So you’ve got to kind of think of, what do I like to study, what’s going to excite me, and then those skills from there, where can I apply it? And I’m hoping that’s definitely what career mapping will be able to do. Is like you said, early on, right if you would have had it early on, and so it’s lovely that you’re seeing it now. But maybe my next question is, where do you think students should be introduced to this?

Ava Hedblom
Almost everywhere, if that makes sense. Like in on campus somehow, like poster QR, code teachers, etc. Like to first year students, for sure, especially for second maybe second year students, because first year you’re still figuring things out a little bit and settling in, but and definitely social media, like CHASI hub social media, Instagram, the UFV SUS page. Like those pages too, because I think the UFV, like the SUS one is really, like, popular, like, there’s a lot of followers on there, and there’s a lot of content.
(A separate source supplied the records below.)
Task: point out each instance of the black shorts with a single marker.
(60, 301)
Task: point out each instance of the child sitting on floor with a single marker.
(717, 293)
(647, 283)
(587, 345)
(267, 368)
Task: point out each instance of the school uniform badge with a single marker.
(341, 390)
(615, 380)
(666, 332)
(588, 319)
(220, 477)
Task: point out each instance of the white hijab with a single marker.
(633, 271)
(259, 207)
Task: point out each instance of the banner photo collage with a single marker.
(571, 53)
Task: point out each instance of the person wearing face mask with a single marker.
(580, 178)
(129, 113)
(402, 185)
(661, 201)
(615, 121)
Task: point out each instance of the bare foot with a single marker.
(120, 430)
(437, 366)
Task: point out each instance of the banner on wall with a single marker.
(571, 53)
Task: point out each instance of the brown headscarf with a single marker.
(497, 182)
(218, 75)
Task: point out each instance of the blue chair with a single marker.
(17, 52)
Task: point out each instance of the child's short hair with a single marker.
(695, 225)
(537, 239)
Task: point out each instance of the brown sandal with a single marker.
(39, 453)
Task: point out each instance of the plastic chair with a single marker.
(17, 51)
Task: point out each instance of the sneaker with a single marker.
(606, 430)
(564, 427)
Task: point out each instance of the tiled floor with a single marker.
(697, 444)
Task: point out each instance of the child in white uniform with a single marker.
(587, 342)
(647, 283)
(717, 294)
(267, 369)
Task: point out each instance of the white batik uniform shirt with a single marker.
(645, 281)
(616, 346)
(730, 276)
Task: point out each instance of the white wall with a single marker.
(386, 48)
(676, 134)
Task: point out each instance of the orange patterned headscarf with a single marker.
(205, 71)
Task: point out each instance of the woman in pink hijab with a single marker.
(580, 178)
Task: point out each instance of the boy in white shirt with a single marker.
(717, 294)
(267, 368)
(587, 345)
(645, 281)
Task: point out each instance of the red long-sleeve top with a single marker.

So that would be a good place, because you would have like, a few posts or video on it, and then it gives, you know, students like the interest, like to explore it a little bit.

Linda Pardy
And do you think it would help students, say, in high school or first year, like, starting to be aware that there’s lots of options I don’t know, or is it too much information?

Mayu Ochi
No, definitely, like knowing this existence and when you are in high school would be very helpful. I was at, when UFV had open house. I was there as I was sitting there in the economics department booth, and everyone was really curious about, what can we do with this economic degree, and we had that career mapping board, and then even a parent or the students themselves were super curious about the careers. So I think, and then also, like the career mapping gives you the pathways advice, like, what can you, what you can do before graduate or attain this degree, to be in the job. Definitely like being exposed when you were student, being exposed to career mapping, while your high school student helps you see more, broader ways.

Ava Hedblom
It’s a resource that should be offered in multiple ways. Like, I mean, to high school students are like, kind of like, you know, how you get multiple resources. It could be like an important one, like one that gets like advertised.

Linda Pardy
One thing I’ve been curious about when I mean as a faculty member, I know students that always come in, I think, Ava, you said, I ask my faculty, I ask, What can I do with this degree? I people seem to ask their instructors, what am I going to do? Like, what can you do? But then I’m not sure always if instructors know the full range of everything that they can do. Yeah, has that been your experience? Or where do you think students ask for career advice?

Ava Hedblom
Oh, my academic advisor. That’s a good start. But mostly online sources. I always looked online for sources, usually, indeed, or what else, LinkedIn for those resources. I usually looked online actually, even as, like a second, first year student. I did, I did it all online because you’re right about the instructor, they’re going to have a really biased opinion based on their own, you know, their own credentials and, yeah, etc,

Linda Pardy
Yeah. One thing I’m playing with the idea is that you’re getting this in the hands of faculty, so that when students come and say, What can I do with it, they can say, well, here, I don’t know these are things, but I start to at least align what we’re teaching with all the occupations that are available.

Ava Hedblom
Career mapping website could be offered as a resource, yeah? Like, teachers can be like, well, here’s this, yeah, yeah. Like, here’s my here’s my opinion, but here’s more.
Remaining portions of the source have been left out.